Zuballoc: A hard real-time sub-allocator

Justus2308 · April 15, 2025, 3:51pm

Hey guys, I’ve implemented a hard real-time allocator based on the OffsetAllocator by sebbbi in pure Zig. It is suitable for sub-allocating any resource and uses the floating-point value distribution for binning.
The ‘preferred’ way to use it is to store the index of the allocation metadata alongside the pointer returned by an alloc function but there is also a working Allocator interface which stores metadata next to the actual allocation.
Let me know what you think!

kj4tmp · April 16, 2025, 1:35am

Welcome to ziggit!

Super cool!

Could you elaborate on the meaning of “hard real-time”?

What makes this implementation especially suited for real time use cases? Because it offers a deterministic latency for allocation?

If the backing allocator is still making system calls, does it defeat the purpose of your allocator?

Justus2308 · April 16, 2025, 8:57am

Hey, thank you!

I think the exact definition of hard real-time is a little fuzzy, but what I mean by it is that this allocator will finish its operations in about the same amount of time every time, without any major outliers.

For example I wouldn’t consider DLmalloc (an allocator used by Android (?)) hard real-time, because although its speed of operation is very consistent most of the time, it postpones coalescing all the free nodes until it actually runs into space problems and then coalesces them all at once which leads to very good average but very bad worst-case performance.

This implementation offers true, non-amortized O(1) time complexity for alloc and free operations. It does this by not using any loops, but instead bit sets and bitwise operations (mainly count-trailing-zeroes) to find nodes that hold enough memory to satisfy a request.

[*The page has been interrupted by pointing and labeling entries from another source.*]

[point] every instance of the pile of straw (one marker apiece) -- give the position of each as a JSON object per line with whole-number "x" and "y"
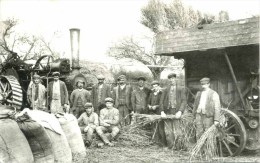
{"x": 183, "y": 128}
{"x": 206, "y": 146}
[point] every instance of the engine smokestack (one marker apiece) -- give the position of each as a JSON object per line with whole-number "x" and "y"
{"x": 74, "y": 42}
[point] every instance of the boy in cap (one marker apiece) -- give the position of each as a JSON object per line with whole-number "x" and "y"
{"x": 154, "y": 108}
{"x": 139, "y": 97}
{"x": 58, "y": 95}
{"x": 173, "y": 102}
{"x": 122, "y": 96}
{"x": 100, "y": 91}
{"x": 109, "y": 120}
{"x": 78, "y": 98}
{"x": 88, "y": 121}
{"x": 206, "y": 108}
{"x": 36, "y": 94}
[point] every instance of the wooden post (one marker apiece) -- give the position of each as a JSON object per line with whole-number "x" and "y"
{"x": 235, "y": 80}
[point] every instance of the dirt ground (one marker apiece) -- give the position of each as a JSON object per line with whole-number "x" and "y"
{"x": 152, "y": 154}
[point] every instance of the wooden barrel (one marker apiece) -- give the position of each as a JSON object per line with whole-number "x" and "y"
{"x": 13, "y": 145}
{"x": 60, "y": 147}
{"x": 39, "y": 141}
{"x": 70, "y": 126}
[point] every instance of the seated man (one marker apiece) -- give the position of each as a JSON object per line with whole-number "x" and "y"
{"x": 88, "y": 121}
{"x": 109, "y": 120}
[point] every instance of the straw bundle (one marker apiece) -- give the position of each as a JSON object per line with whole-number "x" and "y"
{"x": 206, "y": 146}
{"x": 182, "y": 129}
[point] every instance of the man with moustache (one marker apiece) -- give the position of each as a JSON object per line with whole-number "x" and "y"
{"x": 206, "y": 108}
{"x": 78, "y": 98}
{"x": 139, "y": 97}
{"x": 100, "y": 92}
{"x": 58, "y": 95}
{"x": 122, "y": 96}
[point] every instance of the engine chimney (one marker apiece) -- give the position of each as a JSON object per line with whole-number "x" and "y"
{"x": 74, "y": 42}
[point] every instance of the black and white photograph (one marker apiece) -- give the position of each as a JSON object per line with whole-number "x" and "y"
{"x": 129, "y": 81}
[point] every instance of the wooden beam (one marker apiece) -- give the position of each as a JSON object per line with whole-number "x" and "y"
{"x": 235, "y": 80}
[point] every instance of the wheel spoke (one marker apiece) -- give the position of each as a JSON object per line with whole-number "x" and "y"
{"x": 238, "y": 135}
{"x": 230, "y": 127}
{"x": 235, "y": 144}
{"x": 229, "y": 150}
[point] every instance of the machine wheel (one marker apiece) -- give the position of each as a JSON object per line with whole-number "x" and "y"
{"x": 232, "y": 137}
{"x": 10, "y": 92}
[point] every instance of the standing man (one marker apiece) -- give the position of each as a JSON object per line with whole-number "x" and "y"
{"x": 139, "y": 97}
{"x": 99, "y": 93}
{"x": 58, "y": 95}
{"x": 154, "y": 108}
{"x": 109, "y": 120}
{"x": 88, "y": 121}
{"x": 173, "y": 102}
{"x": 78, "y": 98}
{"x": 36, "y": 94}
{"x": 122, "y": 96}
{"x": 206, "y": 108}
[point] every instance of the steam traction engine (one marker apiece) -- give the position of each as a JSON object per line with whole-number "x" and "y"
{"x": 228, "y": 53}
{"x": 16, "y": 75}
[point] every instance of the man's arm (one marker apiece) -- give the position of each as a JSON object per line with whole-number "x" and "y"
{"x": 217, "y": 107}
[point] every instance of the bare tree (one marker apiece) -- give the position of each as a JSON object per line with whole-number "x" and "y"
{"x": 25, "y": 46}
{"x": 129, "y": 48}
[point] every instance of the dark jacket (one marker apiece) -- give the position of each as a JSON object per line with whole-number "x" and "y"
{"x": 105, "y": 92}
{"x": 64, "y": 96}
{"x": 115, "y": 96}
{"x": 139, "y": 99}
{"x": 181, "y": 101}
{"x": 212, "y": 108}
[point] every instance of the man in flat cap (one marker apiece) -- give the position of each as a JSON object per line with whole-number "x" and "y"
{"x": 139, "y": 97}
{"x": 109, "y": 120}
{"x": 88, "y": 121}
{"x": 58, "y": 95}
{"x": 206, "y": 108}
{"x": 36, "y": 94}
{"x": 100, "y": 91}
{"x": 154, "y": 108}
{"x": 122, "y": 96}
{"x": 173, "y": 102}
{"x": 78, "y": 98}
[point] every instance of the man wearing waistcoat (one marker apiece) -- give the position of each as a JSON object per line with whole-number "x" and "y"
{"x": 122, "y": 96}
{"x": 58, "y": 95}
{"x": 139, "y": 97}
{"x": 78, "y": 98}
{"x": 100, "y": 92}
{"x": 206, "y": 108}
{"x": 173, "y": 102}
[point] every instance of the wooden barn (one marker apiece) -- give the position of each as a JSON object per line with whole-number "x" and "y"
{"x": 228, "y": 53}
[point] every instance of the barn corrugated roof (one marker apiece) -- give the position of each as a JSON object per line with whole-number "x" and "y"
{"x": 211, "y": 36}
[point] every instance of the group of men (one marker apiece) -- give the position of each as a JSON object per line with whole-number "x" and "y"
{"x": 104, "y": 109}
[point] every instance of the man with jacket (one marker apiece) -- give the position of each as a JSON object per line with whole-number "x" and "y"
{"x": 206, "y": 108}
{"x": 173, "y": 102}
{"x": 139, "y": 97}
{"x": 78, "y": 98}
{"x": 88, "y": 121}
{"x": 36, "y": 94}
{"x": 109, "y": 120}
{"x": 100, "y": 91}
{"x": 122, "y": 96}
{"x": 58, "y": 95}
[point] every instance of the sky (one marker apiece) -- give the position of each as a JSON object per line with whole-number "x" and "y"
{"x": 101, "y": 22}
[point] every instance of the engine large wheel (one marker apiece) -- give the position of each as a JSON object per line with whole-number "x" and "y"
{"x": 232, "y": 138}
{"x": 10, "y": 92}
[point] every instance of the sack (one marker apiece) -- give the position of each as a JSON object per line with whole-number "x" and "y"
{"x": 70, "y": 126}
{"x": 13, "y": 145}
{"x": 39, "y": 141}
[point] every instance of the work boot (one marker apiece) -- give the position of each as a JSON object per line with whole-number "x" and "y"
{"x": 105, "y": 139}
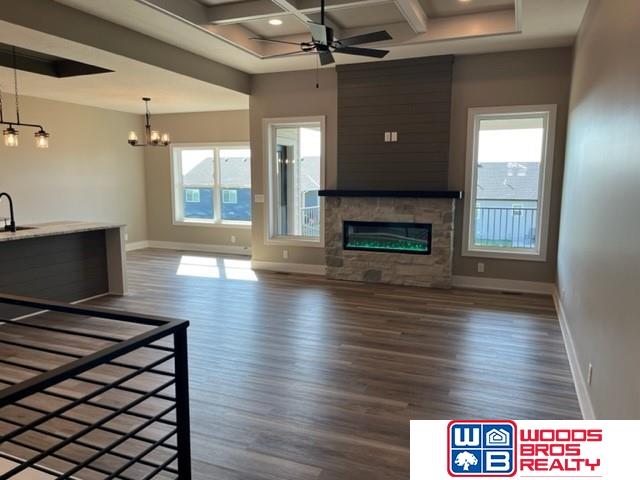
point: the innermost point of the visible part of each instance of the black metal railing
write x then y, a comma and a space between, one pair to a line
506, 227
109, 401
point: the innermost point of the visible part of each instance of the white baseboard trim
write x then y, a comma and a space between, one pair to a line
303, 268
582, 390
199, 247
503, 285
137, 245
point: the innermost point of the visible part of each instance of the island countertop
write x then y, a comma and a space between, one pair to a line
55, 228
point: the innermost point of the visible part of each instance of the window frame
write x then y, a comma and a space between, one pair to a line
475, 115
270, 179
177, 200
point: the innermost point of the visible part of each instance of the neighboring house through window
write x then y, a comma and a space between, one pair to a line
212, 184
509, 166
295, 169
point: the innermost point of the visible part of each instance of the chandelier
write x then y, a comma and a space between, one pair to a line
10, 134
152, 138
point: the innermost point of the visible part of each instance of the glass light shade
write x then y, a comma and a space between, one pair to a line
42, 139
10, 137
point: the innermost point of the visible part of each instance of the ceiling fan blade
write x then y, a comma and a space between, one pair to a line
366, 38
320, 33
364, 52
326, 57
260, 39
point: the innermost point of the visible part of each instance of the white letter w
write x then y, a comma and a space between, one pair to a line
471, 437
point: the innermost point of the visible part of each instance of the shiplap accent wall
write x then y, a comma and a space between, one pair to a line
411, 97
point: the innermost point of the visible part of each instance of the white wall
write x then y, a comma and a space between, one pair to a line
89, 172
599, 246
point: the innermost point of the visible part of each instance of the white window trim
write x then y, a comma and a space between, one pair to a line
475, 115
270, 186
177, 201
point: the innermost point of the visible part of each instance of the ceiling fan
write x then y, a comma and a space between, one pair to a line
325, 45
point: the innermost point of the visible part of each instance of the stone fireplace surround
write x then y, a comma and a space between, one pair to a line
436, 208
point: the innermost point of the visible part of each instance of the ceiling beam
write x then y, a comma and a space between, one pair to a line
255, 9
65, 22
414, 14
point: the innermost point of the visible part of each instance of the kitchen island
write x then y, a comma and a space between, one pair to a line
63, 261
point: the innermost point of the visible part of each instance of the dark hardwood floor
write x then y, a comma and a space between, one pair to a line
298, 377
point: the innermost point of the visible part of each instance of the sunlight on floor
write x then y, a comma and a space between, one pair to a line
211, 267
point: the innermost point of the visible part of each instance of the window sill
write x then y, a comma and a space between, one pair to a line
184, 223
295, 242
506, 255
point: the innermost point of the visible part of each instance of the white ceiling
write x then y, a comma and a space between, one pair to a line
443, 8
452, 29
541, 24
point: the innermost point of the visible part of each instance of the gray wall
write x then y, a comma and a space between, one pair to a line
527, 77
411, 97
89, 172
210, 127
599, 253
289, 94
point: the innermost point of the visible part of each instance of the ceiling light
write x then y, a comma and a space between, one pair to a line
10, 134
152, 138
10, 137
42, 139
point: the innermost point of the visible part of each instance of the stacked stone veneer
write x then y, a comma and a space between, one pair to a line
395, 268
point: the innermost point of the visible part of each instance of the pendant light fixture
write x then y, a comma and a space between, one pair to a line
11, 134
152, 138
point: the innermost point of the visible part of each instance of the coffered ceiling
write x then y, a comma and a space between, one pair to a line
196, 55
222, 30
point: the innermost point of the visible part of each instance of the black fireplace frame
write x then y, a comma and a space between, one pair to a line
427, 226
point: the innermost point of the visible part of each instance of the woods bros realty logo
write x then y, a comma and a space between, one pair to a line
497, 449
479, 448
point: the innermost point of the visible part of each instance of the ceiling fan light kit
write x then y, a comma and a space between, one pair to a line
325, 45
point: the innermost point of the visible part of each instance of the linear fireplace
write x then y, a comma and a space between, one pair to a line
395, 237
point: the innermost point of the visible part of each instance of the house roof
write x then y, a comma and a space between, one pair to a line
235, 171
508, 180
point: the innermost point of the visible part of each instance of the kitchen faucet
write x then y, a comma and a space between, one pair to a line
12, 226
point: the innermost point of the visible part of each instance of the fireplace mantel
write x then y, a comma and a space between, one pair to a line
392, 193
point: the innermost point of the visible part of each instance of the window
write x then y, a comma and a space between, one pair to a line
192, 195
212, 184
295, 175
509, 166
229, 196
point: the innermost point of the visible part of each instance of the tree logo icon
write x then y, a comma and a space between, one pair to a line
466, 460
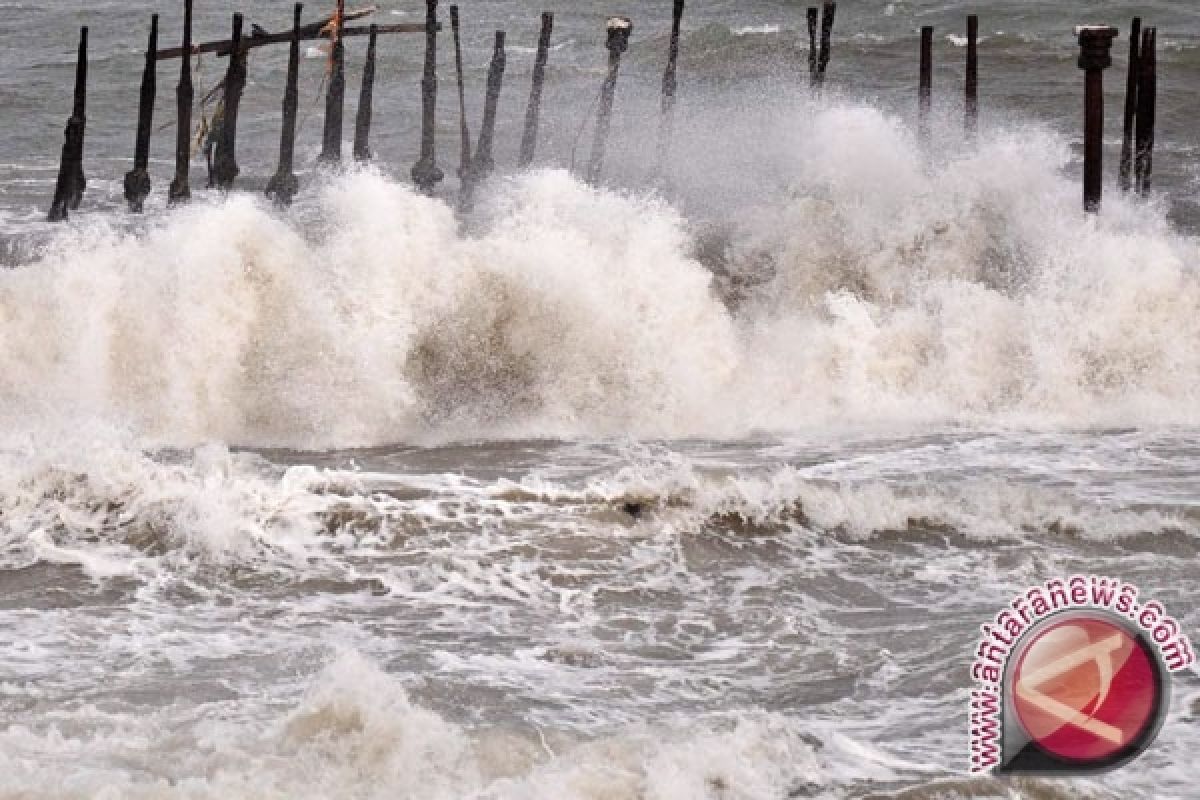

More precisely, the allocator will calculate the bin for a given size by converting it to an 8 bit float and interpreting the float as an int first. This results in a nice distribution across bins with 17 exact bins for small allocations (much less aggressive/wasteful than e.g. power-of-two binning). The bin sizes can be found here.

Then it tries to pop a node from the free list at its bin size. If there is none, it will instead query the bitsets for the next lowest set bit, which indicates that there are free nodes available in that bin. They will be oversized, but they will fit the allocation.

If there is any excess memory (because of an oversized bin or alignment) it will be put into a new node and put back into the free list at the appropriate bin to combat internal fragmentation.

The metadata for each node keeps track of its direct in-memory neighbors and will try to coalesce itself with them when it gets freed.

All of this works without any loops which results in guaranteed O(1) time complexity.

The gpa arg in the init function is maybe a little misleading, it is only used to allocate space for some bookkeeping, the allocations themselves don’t do any syscalls and only split up the memory supplied to the init function via buffer.

I hope this helps, thanks for your interest!